En effet, maintenant, au sein du gouvernement, tout le monde est convaincu que toutes les villes côtières du Maroc doivent être approvisionnées en eau potable par le dessalement de l’eau de mer. C’est une stratégie qui est déjà à l’œuvre. Des projets d’envergure sont déjà lancés, certains encore au stade d’études et d’autres en cours de finalisation.

Ainsi, Oujda, Berkane, Saïdia, Nador, Driouch, seront alimentés par la nouvelle station de Nador, actuellement en projet. Al Hoceima a déjà sa propre station. À Tanger, il y aura également une station de dessalement. À Rabat, il y en aura une aussi, dont le contrat de réalisation a été conclu en octobre de l’année dernière lors de la visite du président français au Maroc.

À Casablanca, la station de dessalement sera opérationnelle vers la fin de l’année prochaine ou au plus tard au début de 2027. Avec la station de Safi et celle de Jorf Lasfar, développées par l’OCP, plusieurs villes sont alimentées, ou en cours, en eau potable dans la région Casablanca-Settat et même des villes de l’intérieur comme Khouribga et Marrakech qui sera approvisionnée en 80 millions de mètres cubes par an.

À Agadir, une station est déjà en activité, et actuellement en cours d’extension. Il y aura une nouvelle station à Tiznit, qui sera la plus grande à l’échelle nationale avec 350 millions de mètres cubes par an. Nous avons aussi une station à Tan-Tan, une à Guelmim, une à Laâyoune, qui sont plus petites et couvrent les besoins de ces villes. Une autre station est projetée à Boujdour, et celle de Dakhla, sur laquelle nous travaillons aujourd’hui et qui sera finalisée et mise en service dans les semaines à venir.

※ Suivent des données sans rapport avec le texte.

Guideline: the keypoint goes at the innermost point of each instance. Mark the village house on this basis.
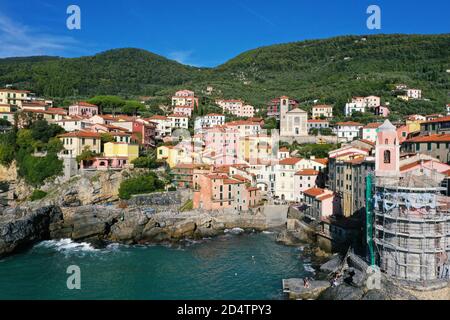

C’est finalement pourquoi l’eau des barrages sera dorénavant réservée à l’agriculture pour qu’on atteigne un équilibre entre les besoins et les apports en eau compris non conventionnels. En parallèle, il y a aussi le projet d’interconnexion des bassins hydrauliques dont les deux premières phases sont déjà opérationnelles.